When considering construction trends in Atlanta and the Southeastern United States, what stands out to you?
In Atlanta, you’ll find a natural tendency for significant teaming on almost any project that occurs in and around Metro Atlanta. There are a few different things driving this teaming.
First, it occurs in part for project needs, but also by socioeconomic and/or requirements issued by local governments and state governments, etc. Some of our local government clients actually require a majority firm and a minority firm to team in a joint venture partnership. This joint venture is required to have a certain level of participation of both minority and female, and in some instances, small business participation.
You’ve mentioned that the controlled recordation of information is one of the main values of technology to your company. Why is that?
These records allow you to quickly and easily access the history of a project so you can recount what happened on the project in a clear and concise manner. The more efficiently and effectively you can access this information, the more advantageous it is. This is particularly true if you have any concerns, challenges or questions associated with the project.
One thing I’ve heard from other people in the industry is that nobody really has excellent project documents recorded in a way that paints an accurate picture of the project. However, it’s critical to improve the quality of this document storage and get it as close to excellent as possible for the reasons I just mentioned.
There’s also the matter of bottom-line metrics. PlanGrid and other Autodesk tools have helped us with our design and construction documents and its recording, increasing our coordination and collaboration. I am hopeful the use of these tools will help significantly.
Do you have any pieces of advice for the latest generation starting out in the industry?

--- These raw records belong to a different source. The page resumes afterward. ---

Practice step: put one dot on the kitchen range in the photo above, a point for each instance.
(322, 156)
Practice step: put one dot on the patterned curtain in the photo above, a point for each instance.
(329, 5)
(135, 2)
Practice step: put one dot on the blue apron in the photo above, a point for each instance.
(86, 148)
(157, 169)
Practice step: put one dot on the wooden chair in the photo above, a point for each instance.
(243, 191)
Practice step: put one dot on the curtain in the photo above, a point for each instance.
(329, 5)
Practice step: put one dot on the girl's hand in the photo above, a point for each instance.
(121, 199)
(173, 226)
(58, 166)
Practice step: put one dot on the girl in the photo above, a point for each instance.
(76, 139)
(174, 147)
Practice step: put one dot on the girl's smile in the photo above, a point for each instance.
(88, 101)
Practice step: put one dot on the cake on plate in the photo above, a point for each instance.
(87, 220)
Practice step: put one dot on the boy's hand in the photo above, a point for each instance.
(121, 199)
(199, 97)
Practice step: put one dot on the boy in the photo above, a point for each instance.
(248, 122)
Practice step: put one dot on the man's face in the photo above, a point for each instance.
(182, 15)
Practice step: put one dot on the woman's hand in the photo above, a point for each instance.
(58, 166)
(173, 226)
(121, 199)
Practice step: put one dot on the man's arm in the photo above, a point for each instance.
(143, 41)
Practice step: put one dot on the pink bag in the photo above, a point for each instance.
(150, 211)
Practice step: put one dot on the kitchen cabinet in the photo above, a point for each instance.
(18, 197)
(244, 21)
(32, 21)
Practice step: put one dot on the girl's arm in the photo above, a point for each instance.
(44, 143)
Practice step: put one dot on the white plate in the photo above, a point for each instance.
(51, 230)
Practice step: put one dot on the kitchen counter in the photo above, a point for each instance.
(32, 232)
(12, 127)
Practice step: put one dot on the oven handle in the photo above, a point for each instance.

First, I’d like to say congratulations. The most important step you can take is to value and understand the industry. From safety to schedule and budget, make sure you have a solid grasp on the fundamentals. Then bring in technology to support those fundamentals. You have to be up-to-date with technology or you will absolutely lose potential projects.
That goes for best practices as well and making sure they are put in place.
After all, some firms don’t survive because their business practices aren’t consistent with what the industry needs.
Finally, remember relationships are key. Take time to network and to build relationships in and outside your organization.